EclectEcon

Economics and the mid-life crisis have much in common: Both dwell on foregone opportunities

C'est la vie; c'est la guerre; c'est la pomme de terre . . . . . . . . . . . . . email: jpalmer at uwo dot ca


. . . . . . . . . . .Richard Posner should be awarded the next Nobel Prize in Economics . . . . . . . . . . . .

Thursday, October 20, 2005

Feeling My Age

Today is my birthday. I'm 87 years old today. At least I feel that way sometimes.

I asked my introductory economics students if any of them had heard of Frank Zappa. They developed a puzzled, "Who's that?" look on their collective faces.

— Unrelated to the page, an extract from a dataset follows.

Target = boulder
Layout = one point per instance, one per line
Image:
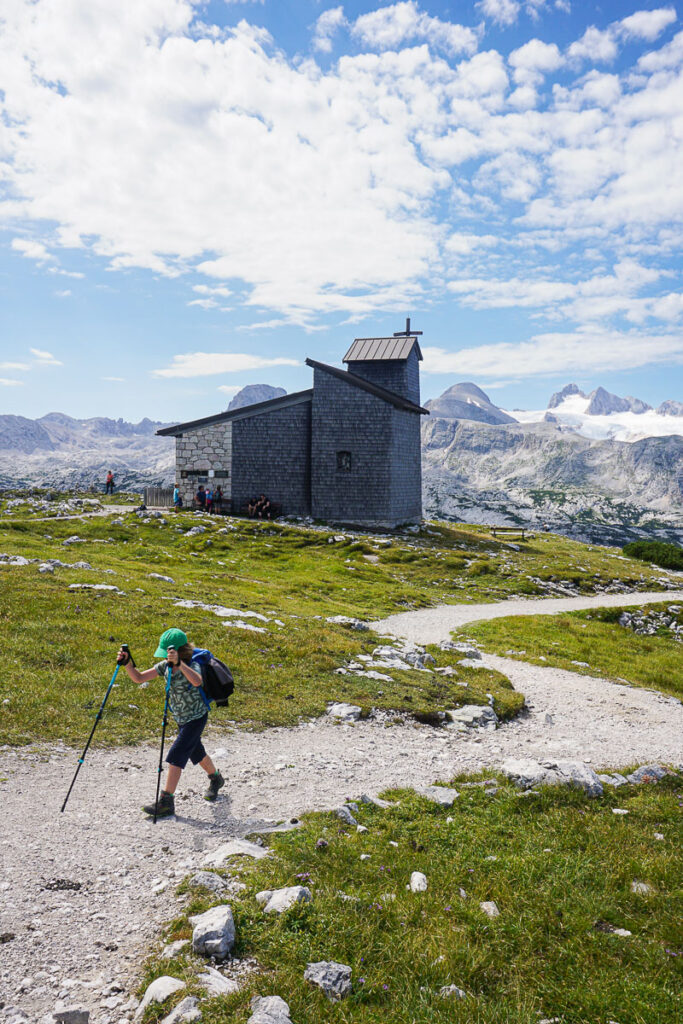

Here is (I think) the first album of The Mothers of Invention, Freak Out; I first heard it in 1965. It had such classics as "Wowie Zowie" and "Help! I'm a Rock".


Many afficiandos will disagree, but the other great album by Frank Zappa and the Mothers of Invention was this one:


It had the classics "Dinah - Moe - Hum", "Camarillo Brillo", and probably my all-time favourite, "Montana", which I have often used to illustrate production functions in my microeconomics theory classes: Production of dental floss as a function of beeswax, tweezers, pygmy ponies, white boxes, dental-floss bushes, and labour.

When I sing along with the song nowadays, I substitute "Alberta" for "Montana" to good effect.....

Well I might be movin' to Alberta soon
Just to raise me up a crop of dental floss.

... Raisin' it up, waxin' it down.
In a little white box that I can sell uptown.

By myself, I wouldn't have no boss,
But I'd be raisin' my lonely, dental floss.